Here, X(s), Y(s), Z(s) are Laplace transform of \(x(t), y(t)\) and z(t) with \(X(s)=L(x(t)), Y(s)=L(y(t))\) and \(Z(s)=L(z(t))\). The above system (3) can be written as

$$\begin{aligned} \Delta (s) \star \Bigl ( {\begin{matrix} X(s)\\ Y(s)\\ Z(s) \end{matrix}} \Bigr ) =\left( {\begin{matrix} b_{1}(s)\\ b_{2}(s)\\ b_{3}(s) \end{matrix}} \right) \end{aligned}$$

where

$$\begin{aligned} b_{1}(s)&=s^{\alpha -1} x(0)+\frac{\delta x^{\star }}{\varphi +\beta (x^{\star })^{2}}e^{-s \tau }\int _{-\tau }^{0}e^{-st}\chi (t)\mathrm{d}t,\\ b_{2}(s)&=s^{\alpha -1} y(0)-\frac{c \delta x^{\star }}{\varphi +\beta (x^{\star })^{2}}e^{-s \tau }\int _{-\tau }^{0}e^{-st}\chi (t)\mathrm{d}t,\\ b_{3}(s)&=s^{\alpha -1} z(0), \end{aligned}$$

and

$$\begin{aligned} \Delta (s) =\left( {\begin{matrix}\displaystyle s^{\alpha }+\left( -p\Big (1- \frac{2 x^{\star }}{k}\Big )+\left( \frac{\varphi \delta z^{\star }-\delta z^{\star }\beta (x^{\star })^{2}}{(\varphi +\beta (x^{\star })^{2})^{2}}\right) \right) &{} \displaystyle 0 &{} \displaystyle \frac{\delta x^{\star }}{\varphi +\beta (x^{\star })^{2}}e^{-s \tau } \\ \displaystyle -\Big (\frac{c \varphi \delta z^{\star }-c\delta z^{\star }\beta (x^{\star })^{2}}{(\varphi +\beta (x^{\star })^{2})^{2}}\Big )&{} \displaystyle s^{\alpha }+\kappa +\mu _{1}&{}\displaystyle \quad -\frac{c \delta x^{\star }}{\varphi +\beta (x^{\star })^{2}}e^{-s \tau } \\ \displaystyle 0 &{}\displaystyle -\,\kappa &{} \displaystyle s^{\alpha }+\mu _{2} \end{matrix}} \right) . \end{aligned}$$

\(\Delta (s)\) is the characteristic matrix for the system (2) at \((x^{\star }, y^{\star }, z^{\star })\).
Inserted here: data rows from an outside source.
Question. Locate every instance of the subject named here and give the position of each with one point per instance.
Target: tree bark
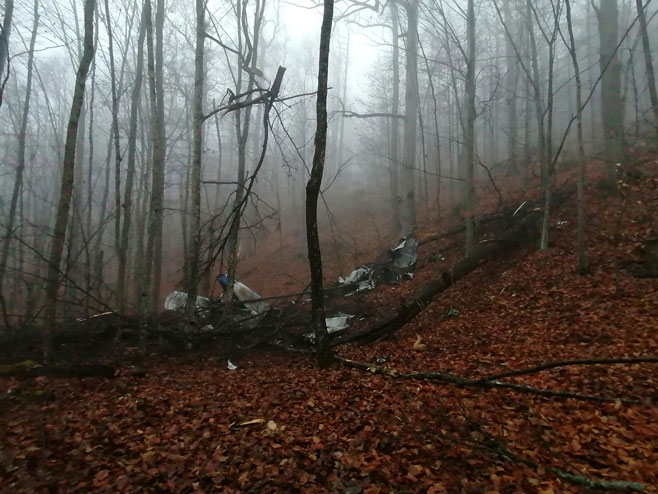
(153, 275)
(322, 343)
(581, 234)
(4, 43)
(511, 85)
(407, 174)
(22, 136)
(611, 101)
(470, 131)
(66, 186)
(197, 150)
(135, 102)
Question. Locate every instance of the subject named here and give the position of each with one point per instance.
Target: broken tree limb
(29, 369)
(465, 382)
(566, 363)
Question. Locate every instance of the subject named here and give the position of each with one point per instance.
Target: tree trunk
(470, 131)
(394, 164)
(611, 101)
(66, 186)
(194, 267)
(153, 275)
(322, 342)
(22, 135)
(407, 174)
(242, 136)
(4, 43)
(648, 61)
(511, 79)
(132, 151)
(581, 234)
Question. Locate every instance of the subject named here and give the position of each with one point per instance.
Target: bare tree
(197, 150)
(66, 186)
(611, 101)
(132, 152)
(322, 342)
(4, 44)
(581, 233)
(648, 60)
(153, 274)
(470, 130)
(407, 173)
(20, 166)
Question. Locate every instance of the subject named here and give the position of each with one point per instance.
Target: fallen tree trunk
(523, 229)
(28, 369)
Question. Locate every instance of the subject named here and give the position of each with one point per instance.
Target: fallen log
(524, 228)
(28, 369)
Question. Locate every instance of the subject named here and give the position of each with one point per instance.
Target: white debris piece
(177, 300)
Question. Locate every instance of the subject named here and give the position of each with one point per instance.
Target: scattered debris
(176, 301)
(246, 295)
(362, 277)
(403, 261)
(453, 312)
(338, 322)
(334, 324)
(238, 425)
(418, 344)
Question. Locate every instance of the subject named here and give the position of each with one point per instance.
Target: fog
(524, 123)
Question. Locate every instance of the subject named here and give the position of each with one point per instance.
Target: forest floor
(280, 424)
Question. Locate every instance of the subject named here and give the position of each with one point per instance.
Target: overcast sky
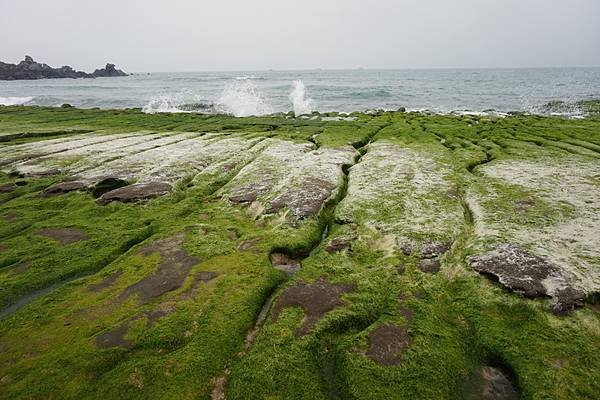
(196, 35)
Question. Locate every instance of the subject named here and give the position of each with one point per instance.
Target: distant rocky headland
(30, 69)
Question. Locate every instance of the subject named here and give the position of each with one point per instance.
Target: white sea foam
(302, 104)
(14, 101)
(243, 98)
(163, 103)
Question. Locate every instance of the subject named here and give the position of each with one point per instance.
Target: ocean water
(266, 92)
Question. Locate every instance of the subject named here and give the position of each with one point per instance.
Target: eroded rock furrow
(290, 261)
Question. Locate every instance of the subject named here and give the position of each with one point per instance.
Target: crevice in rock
(24, 300)
(290, 260)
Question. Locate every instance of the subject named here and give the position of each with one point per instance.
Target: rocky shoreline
(29, 69)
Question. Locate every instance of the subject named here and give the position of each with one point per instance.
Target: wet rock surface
(493, 383)
(305, 202)
(528, 274)
(387, 343)
(11, 216)
(63, 187)
(248, 245)
(8, 187)
(435, 249)
(338, 244)
(28, 69)
(106, 282)
(315, 299)
(285, 263)
(65, 235)
(116, 336)
(134, 193)
(429, 265)
(174, 267)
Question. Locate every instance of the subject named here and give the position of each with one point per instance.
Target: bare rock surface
(132, 193)
(65, 235)
(387, 343)
(290, 176)
(64, 187)
(174, 267)
(285, 263)
(315, 299)
(401, 194)
(493, 384)
(528, 274)
(568, 197)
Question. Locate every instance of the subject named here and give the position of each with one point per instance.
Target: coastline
(194, 255)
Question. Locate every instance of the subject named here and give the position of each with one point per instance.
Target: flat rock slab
(8, 187)
(493, 384)
(315, 299)
(106, 282)
(429, 265)
(435, 249)
(528, 274)
(338, 244)
(174, 267)
(285, 263)
(65, 235)
(11, 216)
(387, 343)
(133, 193)
(63, 187)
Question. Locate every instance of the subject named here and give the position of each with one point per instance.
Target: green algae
(457, 320)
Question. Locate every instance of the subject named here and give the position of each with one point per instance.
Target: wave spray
(302, 104)
(242, 98)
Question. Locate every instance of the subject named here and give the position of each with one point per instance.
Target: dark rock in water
(387, 343)
(315, 299)
(30, 69)
(133, 193)
(338, 244)
(108, 72)
(523, 272)
(63, 187)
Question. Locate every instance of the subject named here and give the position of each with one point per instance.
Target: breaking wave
(242, 98)
(301, 104)
(14, 101)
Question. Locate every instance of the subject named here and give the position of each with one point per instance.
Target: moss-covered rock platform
(377, 256)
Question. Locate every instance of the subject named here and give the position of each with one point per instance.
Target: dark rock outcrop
(108, 71)
(30, 69)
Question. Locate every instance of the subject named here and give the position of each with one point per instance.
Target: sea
(544, 91)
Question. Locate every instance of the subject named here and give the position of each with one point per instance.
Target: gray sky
(195, 35)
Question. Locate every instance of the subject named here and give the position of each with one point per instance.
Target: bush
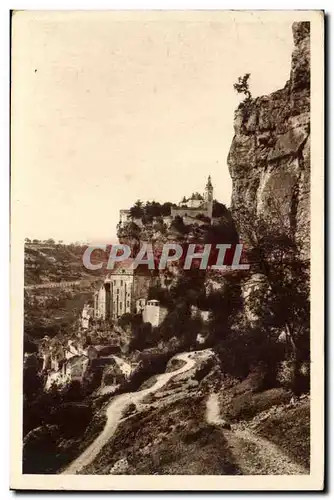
(247, 405)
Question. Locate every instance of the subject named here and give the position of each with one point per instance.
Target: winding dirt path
(115, 411)
(253, 454)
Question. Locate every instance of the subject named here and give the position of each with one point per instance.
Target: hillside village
(188, 372)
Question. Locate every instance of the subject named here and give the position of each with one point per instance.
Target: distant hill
(45, 262)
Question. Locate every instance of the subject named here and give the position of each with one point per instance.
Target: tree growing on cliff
(273, 252)
(242, 86)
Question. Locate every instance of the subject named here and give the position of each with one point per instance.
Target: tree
(242, 86)
(274, 253)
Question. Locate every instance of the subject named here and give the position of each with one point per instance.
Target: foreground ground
(186, 422)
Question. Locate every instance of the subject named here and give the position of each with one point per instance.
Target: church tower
(208, 197)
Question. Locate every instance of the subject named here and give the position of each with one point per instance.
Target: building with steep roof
(120, 291)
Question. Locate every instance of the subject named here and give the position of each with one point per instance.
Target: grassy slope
(269, 414)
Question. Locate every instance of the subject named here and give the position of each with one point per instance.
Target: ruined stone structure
(120, 291)
(196, 204)
(154, 313)
(189, 208)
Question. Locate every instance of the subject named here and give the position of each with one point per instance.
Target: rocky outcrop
(269, 159)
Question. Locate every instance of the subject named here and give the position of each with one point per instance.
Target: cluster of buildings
(124, 291)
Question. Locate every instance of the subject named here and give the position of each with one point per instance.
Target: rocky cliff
(269, 159)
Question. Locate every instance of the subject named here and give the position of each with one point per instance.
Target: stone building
(154, 313)
(189, 208)
(120, 291)
(196, 205)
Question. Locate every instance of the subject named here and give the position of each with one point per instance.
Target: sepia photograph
(167, 250)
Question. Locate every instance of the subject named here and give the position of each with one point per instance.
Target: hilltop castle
(188, 208)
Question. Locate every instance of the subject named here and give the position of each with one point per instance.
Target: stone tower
(208, 197)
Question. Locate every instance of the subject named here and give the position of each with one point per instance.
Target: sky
(111, 108)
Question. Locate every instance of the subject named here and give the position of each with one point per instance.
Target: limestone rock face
(269, 158)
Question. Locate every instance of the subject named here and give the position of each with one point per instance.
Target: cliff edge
(269, 159)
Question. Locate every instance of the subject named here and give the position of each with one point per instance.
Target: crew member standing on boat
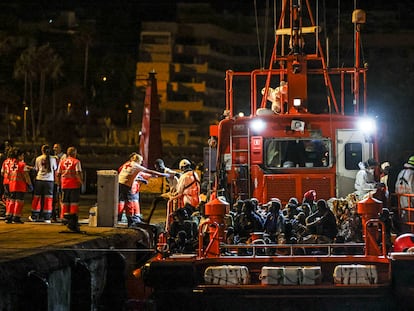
(188, 187)
(365, 180)
(128, 188)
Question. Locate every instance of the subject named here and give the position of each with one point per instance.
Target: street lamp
(25, 123)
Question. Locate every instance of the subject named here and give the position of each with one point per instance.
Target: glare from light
(257, 125)
(367, 125)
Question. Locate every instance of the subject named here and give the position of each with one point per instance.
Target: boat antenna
(258, 35)
(339, 33)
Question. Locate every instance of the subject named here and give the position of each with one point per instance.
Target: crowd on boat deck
(309, 221)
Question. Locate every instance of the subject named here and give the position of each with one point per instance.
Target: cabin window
(281, 153)
(353, 155)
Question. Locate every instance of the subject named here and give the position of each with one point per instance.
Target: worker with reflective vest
(188, 186)
(69, 175)
(19, 183)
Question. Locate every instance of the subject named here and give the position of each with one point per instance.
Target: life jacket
(17, 180)
(68, 169)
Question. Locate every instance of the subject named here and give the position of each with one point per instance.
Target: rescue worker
(128, 197)
(46, 167)
(188, 187)
(365, 180)
(70, 179)
(57, 192)
(405, 185)
(19, 183)
(172, 179)
(5, 171)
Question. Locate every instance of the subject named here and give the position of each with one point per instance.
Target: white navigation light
(297, 102)
(297, 125)
(367, 126)
(257, 125)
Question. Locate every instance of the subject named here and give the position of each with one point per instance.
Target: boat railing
(374, 244)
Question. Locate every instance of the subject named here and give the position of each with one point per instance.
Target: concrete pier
(42, 267)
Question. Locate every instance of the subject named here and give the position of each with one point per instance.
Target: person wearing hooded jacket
(188, 187)
(405, 185)
(365, 180)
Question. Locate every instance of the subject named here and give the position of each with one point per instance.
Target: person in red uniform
(5, 171)
(19, 183)
(69, 177)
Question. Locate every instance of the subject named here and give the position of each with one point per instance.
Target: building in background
(190, 57)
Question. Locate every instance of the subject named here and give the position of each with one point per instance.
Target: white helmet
(184, 163)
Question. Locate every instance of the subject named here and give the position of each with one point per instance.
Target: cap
(310, 195)
(384, 165)
(184, 163)
(372, 162)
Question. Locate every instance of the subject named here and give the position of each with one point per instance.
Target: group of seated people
(308, 222)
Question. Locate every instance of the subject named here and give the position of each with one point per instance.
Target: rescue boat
(297, 135)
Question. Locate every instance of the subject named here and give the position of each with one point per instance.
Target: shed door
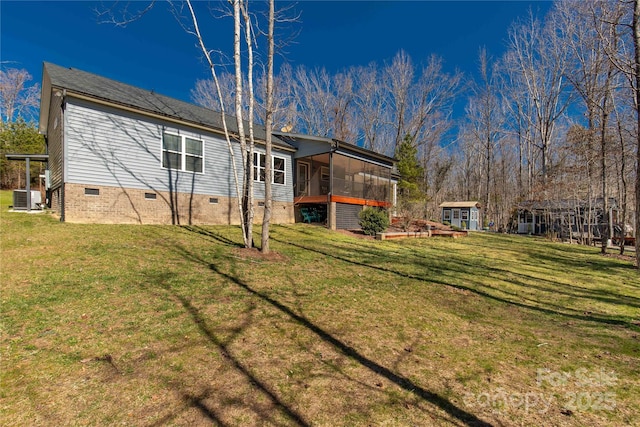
(455, 217)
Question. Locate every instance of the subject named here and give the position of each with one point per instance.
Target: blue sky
(154, 52)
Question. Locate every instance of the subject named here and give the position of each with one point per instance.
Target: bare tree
(538, 61)
(266, 219)
(486, 118)
(370, 102)
(16, 97)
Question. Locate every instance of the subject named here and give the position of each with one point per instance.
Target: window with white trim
(182, 153)
(278, 172)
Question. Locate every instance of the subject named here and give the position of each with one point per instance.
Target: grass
(154, 325)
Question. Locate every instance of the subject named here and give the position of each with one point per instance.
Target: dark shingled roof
(102, 88)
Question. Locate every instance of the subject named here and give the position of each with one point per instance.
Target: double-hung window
(278, 168)
(182, 153)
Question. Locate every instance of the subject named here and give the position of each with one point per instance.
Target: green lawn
(154, 325)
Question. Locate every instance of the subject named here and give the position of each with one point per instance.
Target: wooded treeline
(554, 118)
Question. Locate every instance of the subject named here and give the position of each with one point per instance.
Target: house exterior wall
(119, 153)
(117, 205)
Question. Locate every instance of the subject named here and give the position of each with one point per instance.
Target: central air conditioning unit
(20, 199)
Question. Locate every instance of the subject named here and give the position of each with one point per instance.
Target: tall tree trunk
(223, 115)
(268, 197)
(247, 197)
(636, 46)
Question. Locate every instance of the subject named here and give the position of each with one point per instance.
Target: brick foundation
(114, 205)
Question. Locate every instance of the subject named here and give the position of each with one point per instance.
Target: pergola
(28, 158)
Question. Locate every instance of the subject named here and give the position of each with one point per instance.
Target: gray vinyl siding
(108, 146)
(280, 192)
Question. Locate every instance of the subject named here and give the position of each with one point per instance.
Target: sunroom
(334, 181)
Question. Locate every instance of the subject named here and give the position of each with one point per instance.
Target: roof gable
(104, 89)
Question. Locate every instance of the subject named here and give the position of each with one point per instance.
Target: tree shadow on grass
(401, 381)
(200, 321)
(439, 271)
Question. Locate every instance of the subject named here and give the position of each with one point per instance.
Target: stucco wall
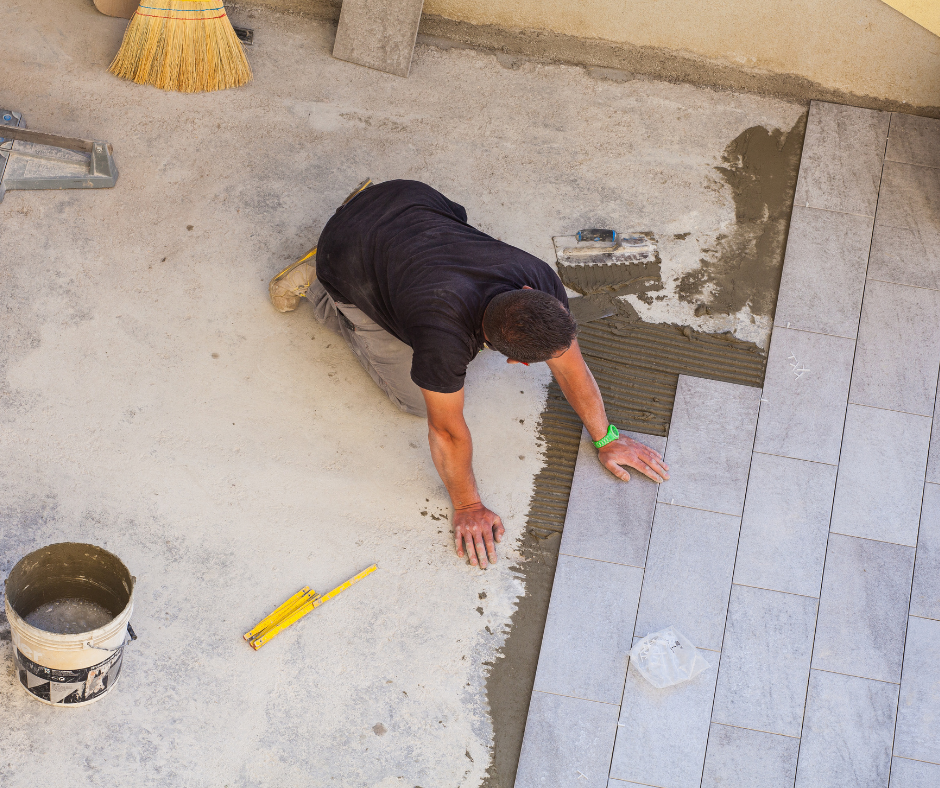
(858, 46)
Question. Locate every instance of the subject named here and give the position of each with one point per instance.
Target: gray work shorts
(386, 358)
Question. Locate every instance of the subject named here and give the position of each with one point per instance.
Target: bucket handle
(129, 638)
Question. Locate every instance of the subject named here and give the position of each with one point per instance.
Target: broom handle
(41, 138)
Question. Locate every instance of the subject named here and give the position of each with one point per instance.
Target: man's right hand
(479, 529)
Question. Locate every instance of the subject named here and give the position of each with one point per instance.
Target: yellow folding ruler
(295, 609)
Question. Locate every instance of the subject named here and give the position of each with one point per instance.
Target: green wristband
(612, 434)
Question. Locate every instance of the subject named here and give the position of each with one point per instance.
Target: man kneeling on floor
(417, 292)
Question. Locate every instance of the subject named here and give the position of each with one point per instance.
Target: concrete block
(843, 150)
(765, 661)
(663, 733)
(847, 732)
(918, 733)
(567, 743)
(589, 630)
(863, 608)
(710, 443)
(608, 519)
(898, 353)
(805, 395)
(880, 485)
(925, 593)
(785, 525)
(379, 34)
(740, 758)
(914, 774)
(824, 272)
(914, 140)
(688, 574)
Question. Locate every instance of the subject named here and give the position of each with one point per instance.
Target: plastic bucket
(69, 669)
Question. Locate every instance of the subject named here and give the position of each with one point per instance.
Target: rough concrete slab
(710, 443)
(802, 409)
(228, 483)
(740, 758)
(824, 272)
(589, 630)
(843, 152)
(608, 520)
(765, 661)
(863, 608)
(378, 34)
(919, 707)
(847, 732)
(785, 525)
(880, 485)
(568, 743)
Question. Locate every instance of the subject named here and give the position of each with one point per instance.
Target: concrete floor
(152, 402)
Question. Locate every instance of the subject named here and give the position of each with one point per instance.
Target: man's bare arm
(475, 526)
(581, 390)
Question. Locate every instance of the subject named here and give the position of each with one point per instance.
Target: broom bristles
(183, 45)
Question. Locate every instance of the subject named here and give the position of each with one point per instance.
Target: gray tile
(565, 738)
(785, 525)
(608, 519)
(847, 732)
(863, 608)
(663, 732)
(688, 574)
(925, 593)
(914, 140)
(765, 661)
(379, 34)
(914, 774)
(824, 271)
(898, 351)
(589, 630)
(805, 394)
(710, 442)
(878, 493)
(918, 733)
(843, 150)
(739, 758)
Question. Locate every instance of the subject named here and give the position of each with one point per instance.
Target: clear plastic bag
(667, 658)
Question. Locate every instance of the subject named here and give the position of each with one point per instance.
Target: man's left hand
(625, 451)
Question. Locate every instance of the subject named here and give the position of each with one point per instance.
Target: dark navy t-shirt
(404, 254)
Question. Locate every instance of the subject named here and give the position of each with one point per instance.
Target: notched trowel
(36, 160)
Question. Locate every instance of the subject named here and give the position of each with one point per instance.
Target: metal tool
(37, 160)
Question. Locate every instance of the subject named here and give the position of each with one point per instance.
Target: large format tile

The characteristic polynomial of (2) is \(\mathrm{det}(\Delta (s)).\) The properties of eigenvalues of characteristic equation indicate the stability of system (2).

3 Main results

Herein, we investigate the local and global asymptotic stabilities of fractional-order delayed prey–predator system (1).

Lemma 2

([35]) Let \(x(t) \in \mathbb {R}^{+}\) be a continuous and derivative function. Then, for any time \(t \ge t_{0}\)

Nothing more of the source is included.